Hey Marko,
Thanks for the feedback and enthusiasm. IMO, the starting point for a standard has been staring us in the face: Graph.Features, or rather Graph.Features++. This has already been vetted to a certain extent by the community. Although many of the features deal with data reading and writing, transactions, etc. there is a subset that essentially defines a graph data model. What are the primitive data types of the model? Which basic structures / element kinds are supported? What sort of set-theoretical constraints exist among the types?
If you peek into other property graph schema frameworks -- like
Neo4j's or
JanusGraph's -- you find additional vocabulary for existence constraints, more fine-grained notions of cardinality and multiplicity, enumerations of labels and keys, and slightly different sets of primitive data types. All of this vocabulary is potential raw material for a standard -- i.e. a language for describing property graph data models. However, I also think it is important to choose a solid theoretical foundation rather than just picking and choosing among commonly used terms. I was excited to learn that you had been thinking about algebras, as I see the potential foundation in algebraic data types, and of course category theory.
For a start, data models will be much more portable if we can standardize on a set of core data types, and it should not be hard to come up with a reasonable consensus on these types. At Uber, we have just called the basic types Boolean, String, Integer, Float, etc. and provided parameters for numeric precision and signedness. Define a reasonable set of primitive types, then think about bindings for XML Schema, interface description languages, and individual programming languages.
As I suggested in my previous email, we can also think of vertex labels, edge labels, and property keys as types. Vertex labels are atomic, and IMO every vertex should have exactly one, just as every primitive value has exactly one data type. You can think of unlabeled vertices as having a designated "null" label. Some graph back-ends may not support the null label, and this should be explicit. On the other hand, edge labels and property keys are not atomic; each one has projections to two other types. In terms of algebra, an edge label or property key contains a product, or ordered pair, of two types. Btw. it is a short step from there to hyper-relationships, which are tuples, i.e. the product of any number of other types. Likewise for relational schemas.

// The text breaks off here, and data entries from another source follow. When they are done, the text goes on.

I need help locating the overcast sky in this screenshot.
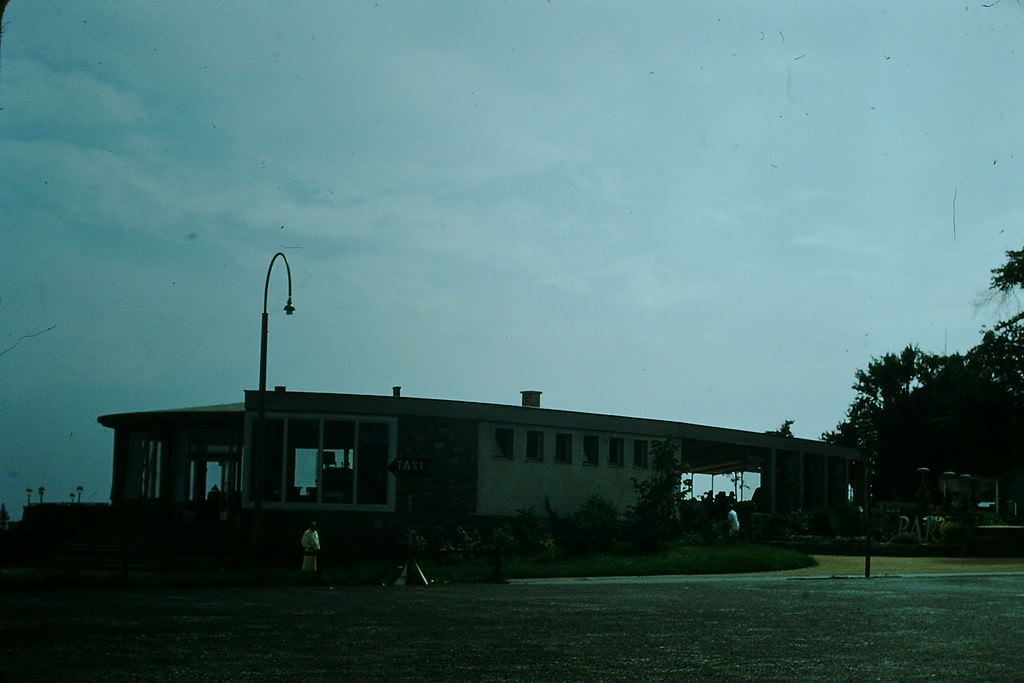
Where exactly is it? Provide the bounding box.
[0,0,1024,517]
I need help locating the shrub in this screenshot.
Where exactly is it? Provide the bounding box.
[559,496,620,553]
[511,508,552,556]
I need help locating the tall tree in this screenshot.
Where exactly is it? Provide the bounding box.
[822,250,1024,500]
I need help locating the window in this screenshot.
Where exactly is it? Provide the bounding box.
[555,433,572,464]
[495,427,515,460]
[583,434,600,465]
[125,432,164,499]
[608,436,626,467]
[633,438,647,469]
[250,418,392,505]
[355,422,391,505]
[526,431,544,461]
[321,420,355,503]
[285,420,319,503]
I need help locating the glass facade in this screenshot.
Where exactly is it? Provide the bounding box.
[248,415,395,507]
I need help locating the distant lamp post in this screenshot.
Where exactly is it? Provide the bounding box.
[253,252,295,552]
[959,474,974,510]
[918,467,932,512]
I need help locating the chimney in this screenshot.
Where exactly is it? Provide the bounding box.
[519,391,541,408]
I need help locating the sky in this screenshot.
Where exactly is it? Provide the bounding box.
[0,0,1024,518]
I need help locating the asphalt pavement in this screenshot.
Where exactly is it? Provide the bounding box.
[0,557,1024,683]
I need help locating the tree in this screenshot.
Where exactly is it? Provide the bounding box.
[765,420,796,438]
[822,250,1024,500]
[630,438,685,551]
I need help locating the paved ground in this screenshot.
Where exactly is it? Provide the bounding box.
[0,557,1024,683]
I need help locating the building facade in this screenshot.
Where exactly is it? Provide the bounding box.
[99,387,862,552]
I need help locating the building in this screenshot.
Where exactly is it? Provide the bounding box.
[99,387,863,552]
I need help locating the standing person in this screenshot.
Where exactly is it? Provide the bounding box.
[728,505,739,537]
[302,521,319,583]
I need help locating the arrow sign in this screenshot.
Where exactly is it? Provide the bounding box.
[387,458,430,477]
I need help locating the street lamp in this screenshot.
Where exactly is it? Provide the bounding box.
[253,252,295,552]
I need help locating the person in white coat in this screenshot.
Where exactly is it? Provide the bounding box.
[302,521,319,581]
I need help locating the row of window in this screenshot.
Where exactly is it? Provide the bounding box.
[494,427,649,469]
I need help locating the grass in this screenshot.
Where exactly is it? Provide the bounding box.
[420,543,814,583]
[0,543,814,590]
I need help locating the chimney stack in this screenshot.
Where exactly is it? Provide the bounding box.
[519,391,541,408]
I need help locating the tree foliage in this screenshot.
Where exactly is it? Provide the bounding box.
[630,438,685,551]
[823,250,1024,500]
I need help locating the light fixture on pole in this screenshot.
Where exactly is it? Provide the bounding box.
[253,252,295,555]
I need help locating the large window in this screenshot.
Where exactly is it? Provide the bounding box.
[495,427,515,460]
[250,418,392,505]
[608,436,626,467]
[526,431,544,462]
[125,431,165,499]
[583,434,601,465]
[555,432,572,463]
[633,438,647,469]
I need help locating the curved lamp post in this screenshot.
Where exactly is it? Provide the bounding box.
[253,252,295,554]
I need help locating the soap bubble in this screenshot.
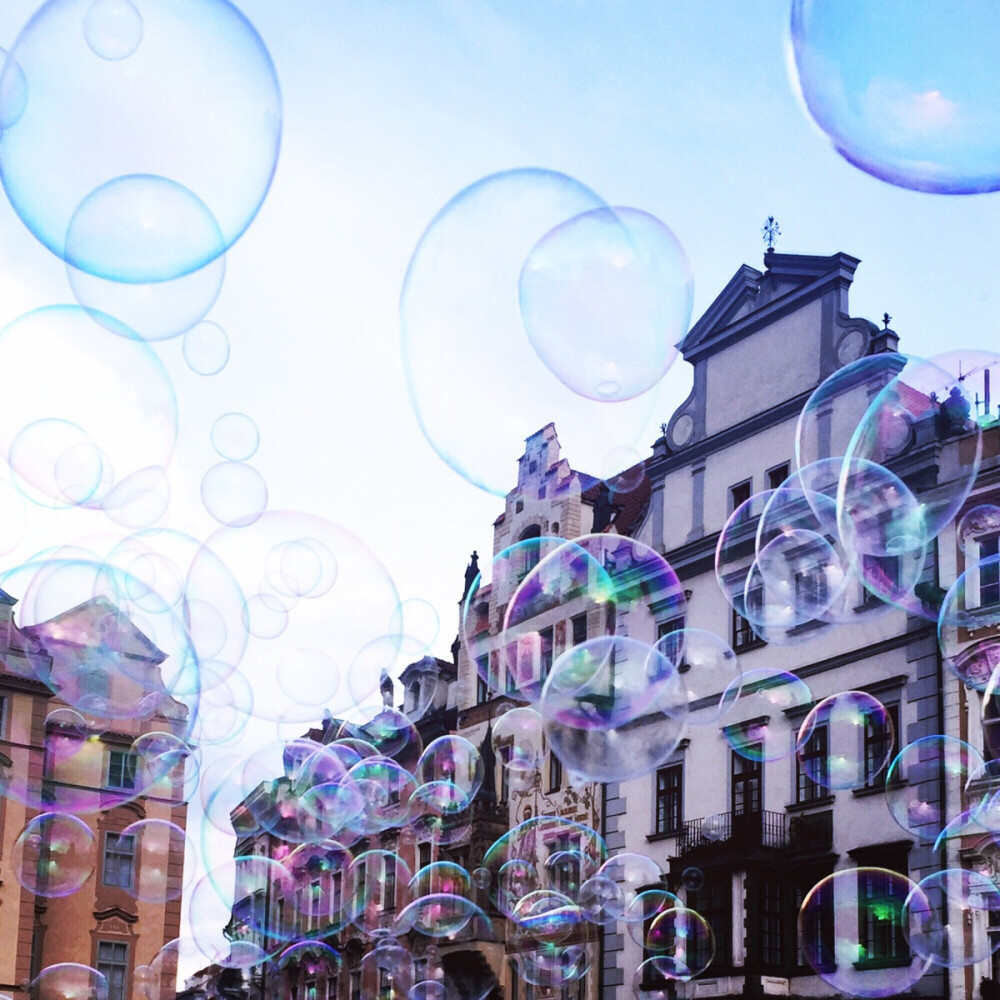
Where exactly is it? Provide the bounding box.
[798,866,931,997]
[201,462,267,528]
[83,0,142,61]
[400,169,656,497]
[789,0,1000,194]
[0,0,281,283]
[0,306,177,507]
[538,636,688,781]
[13,813,95,899]
[183,320,229,375]
[518,208,694,401]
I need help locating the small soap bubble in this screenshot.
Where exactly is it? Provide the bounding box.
[212,412,260,462]
[184,320,229,375]
[83,0,142,62]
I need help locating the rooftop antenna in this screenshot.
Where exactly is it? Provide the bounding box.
[760,215,781,253]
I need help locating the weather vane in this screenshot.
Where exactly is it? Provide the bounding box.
[760,215,781,252]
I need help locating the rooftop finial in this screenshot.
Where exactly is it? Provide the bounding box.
[760,215,781,253]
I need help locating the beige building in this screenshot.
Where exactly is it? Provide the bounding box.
[0,592,189,1000]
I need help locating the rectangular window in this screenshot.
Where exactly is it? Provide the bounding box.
[729,479,753,514]
[97,941,128,1000]
[105,750,136,791]
[864,705,902,788]
[731,743,763,816]
[653,764,684,833]
[795,725,830,802]
[857,868,910,966]
[979,535,1000,608]
[549,751,562,792]
[103,833,135,889]
[767,462,788,490]
[760,878,785,968]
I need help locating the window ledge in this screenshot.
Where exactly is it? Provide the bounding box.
[852,955,913,972]
[646,830,681,843]
[785,795,836,813]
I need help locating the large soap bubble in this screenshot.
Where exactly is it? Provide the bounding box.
[519,208,694,400]
[789,0,1000,194]
[0,0,281,283]
[400,169,655,496]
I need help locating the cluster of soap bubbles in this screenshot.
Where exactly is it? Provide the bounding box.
[400,169,693,496]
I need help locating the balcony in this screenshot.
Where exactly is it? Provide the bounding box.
[677,811,788,854]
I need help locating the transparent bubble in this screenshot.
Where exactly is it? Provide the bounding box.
[0,306,177,507]
[183,320,229,375]
[344,850,411,938]
[201,462,267,528]
[722,667,813,763]
[903,868,1000,969]
[503,534,686,704]
[0,0,281,283]
[0,49,28,129]
[789,0,1000,194]
[29,962,108,1000]
[518,208,694,401]
[400,169,655,496]
[885,735,983,843]
[119,819,194,903]
[653,628,741,726]
[795,691,896,789]
[83,0,142,61]
[799,867,931,997]
[212,412,260,462]
[13,813,97,899]
[838,351,984,554]
[538,636,688,781]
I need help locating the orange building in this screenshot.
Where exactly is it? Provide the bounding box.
[0,591,191,1000]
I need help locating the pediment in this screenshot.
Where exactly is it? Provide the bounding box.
[22,595,167,663]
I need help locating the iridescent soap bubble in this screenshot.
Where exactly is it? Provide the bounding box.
[201,462,267,528]
[885,734,983,843]
[0,306,177,507]
[183,320,229,375]
[83,0,142,61]
[538,636,688,781]
[28,962,108,1000]
[212,412,260,462]
[798,866,931,997]
[0,0,281,283]
[795,691,896,789]
[13,813,97,899]
[518,208,694,401]
[400,169,656,496]
[789,0,1000,194]
[903,868,1000,969]
[722,667,813,763]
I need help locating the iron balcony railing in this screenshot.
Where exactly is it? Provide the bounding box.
[677,810,788,854]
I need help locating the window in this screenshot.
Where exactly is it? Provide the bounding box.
[767,462,788,490]
[731,743,764,816]
[864,705,900,788]
[856,868,910,966]
[549,751,562,792]
[653,764,684,833]
[103,833,135,889]
[687,874,733,969]
[97,941,128,1000]
[476,653,490,705]
[729,479,753,514]
[760,877,785,968]
[105,750,136,791]
[795,725,830,802]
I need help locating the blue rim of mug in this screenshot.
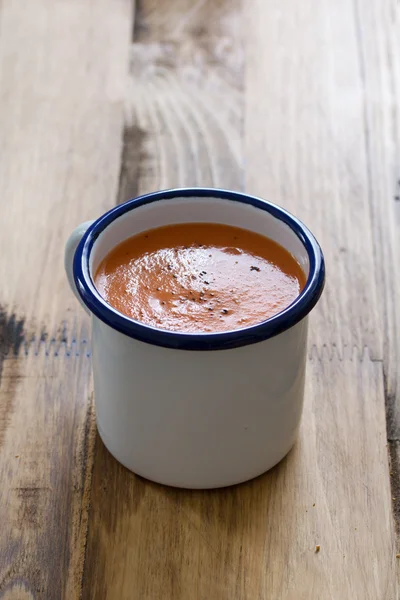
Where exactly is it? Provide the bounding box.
[73,188,325,350]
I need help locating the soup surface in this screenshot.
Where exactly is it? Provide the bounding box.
[95,223,305,333]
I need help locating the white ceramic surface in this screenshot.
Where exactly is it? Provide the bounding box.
[65,191,320,488]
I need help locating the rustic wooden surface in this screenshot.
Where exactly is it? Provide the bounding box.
[0,0,400,600]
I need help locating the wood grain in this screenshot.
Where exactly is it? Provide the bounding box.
[0,0,400,600]
[0,0,131,600]
[83,0,397,600]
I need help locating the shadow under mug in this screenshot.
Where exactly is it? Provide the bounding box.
[65,188,325,488]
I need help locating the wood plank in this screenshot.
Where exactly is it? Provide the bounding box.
[83,0,397,600]
[83,355,396,600]
[246,0,398,598]
[0,0,131,600]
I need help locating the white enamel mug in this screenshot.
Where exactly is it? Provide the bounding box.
[65,188,325,488]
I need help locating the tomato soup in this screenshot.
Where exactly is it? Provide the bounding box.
[95,223,305,333]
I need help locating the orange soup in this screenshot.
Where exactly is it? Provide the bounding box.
[95,223,305,333]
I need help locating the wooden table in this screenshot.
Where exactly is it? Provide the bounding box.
[0,0,400,600]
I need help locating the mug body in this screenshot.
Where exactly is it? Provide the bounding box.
[69,189,324,488]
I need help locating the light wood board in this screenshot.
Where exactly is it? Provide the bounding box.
[0,0,400,600]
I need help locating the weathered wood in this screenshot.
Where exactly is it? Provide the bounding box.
[0,0,400,600]
[83,0,397,600]
[0,0,131,600]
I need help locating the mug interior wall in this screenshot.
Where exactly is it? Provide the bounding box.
[90,196,310,277]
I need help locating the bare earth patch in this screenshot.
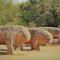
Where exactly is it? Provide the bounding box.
[0,45,60,60]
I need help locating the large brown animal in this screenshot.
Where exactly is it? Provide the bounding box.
[28,28,53,50]
[39,27,60,44]
[0,26,31,54]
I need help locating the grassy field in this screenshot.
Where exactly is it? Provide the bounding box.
[0,45,60,60]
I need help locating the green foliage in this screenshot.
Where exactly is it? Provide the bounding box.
[0,0,60,27]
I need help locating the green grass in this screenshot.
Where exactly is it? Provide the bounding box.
[0,45,60,60]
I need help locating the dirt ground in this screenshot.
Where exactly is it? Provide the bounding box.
[0,45,60,60]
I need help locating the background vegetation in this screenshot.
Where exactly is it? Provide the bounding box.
[0,0,60,27]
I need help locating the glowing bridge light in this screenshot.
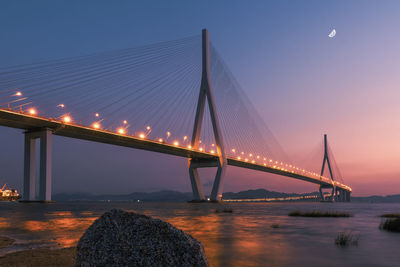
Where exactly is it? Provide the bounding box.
[28,108,37,115]
[63,115,72,123]
[92,122,101,129]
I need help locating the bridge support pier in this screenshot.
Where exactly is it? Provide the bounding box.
[188,29,227,201]
[23,129,52,201]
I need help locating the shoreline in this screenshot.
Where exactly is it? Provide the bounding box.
[0,236,76,266]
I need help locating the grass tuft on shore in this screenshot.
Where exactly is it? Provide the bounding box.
[288,210,353,217]
[379,217,400,233]
[271,223,281,229]
[379,213,400,218]
[215,208,233,213]
[335,232,359,247]
[0,247,76,267]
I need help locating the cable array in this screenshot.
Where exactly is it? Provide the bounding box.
[0,33,342,188]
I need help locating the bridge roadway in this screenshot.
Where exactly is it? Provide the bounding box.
[0,109,351,192]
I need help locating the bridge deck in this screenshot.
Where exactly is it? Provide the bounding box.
[0,109,351,191]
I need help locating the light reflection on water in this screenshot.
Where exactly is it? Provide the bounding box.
[0,202,400,266]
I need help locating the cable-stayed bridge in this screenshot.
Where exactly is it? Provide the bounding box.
[0,30,351,201]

It is also tempting to include sum types in the schema language. For example, the sum of the unit type with any other type is an "optional". The sum of any two types is an "either/or", which enables pattern matching on types. Pattern matching is currently not typical in property graph databases, but there are some really interesting possibilities here, and it enables crossover between property graphs and languages like Protobuf, Thrift, and Avro (which are the bread and butter of data exchange in many places). Among other things, this makes it possible to expose bigger chunks of enterprise data as a graph.
With respect to query languages, there are some concepts from functional programming which are a great fit for data models based on algebraic data types, and the good news here is that Gremlin already embodies some of them. For example, parametric polymorphism makes queries "category agnostic" -- a mapping, or in category theoretical terms, a functor, literally cannot depend on the identities of the objects it deals with, and must preserve the compositional structure of the arrows between them.
While the
gremlin-scala wiki points out that Gremlin traversals are not actually monads, in many cases you can think of them that way. A monad is a mapping that consume a thing, like a vertex of a particular label, and produce a container full of other things -- like an iterator of vertices of another label -- together with a rule for binding steps together so as to feed the output of one step into the input of the next. Some steps are functionally pure, whereas others carry state. It would be really interesting to define a purely functional subset of Gremlin, although in my opinion the case for standardization is not as strong for graph query languages as for data models.
Josh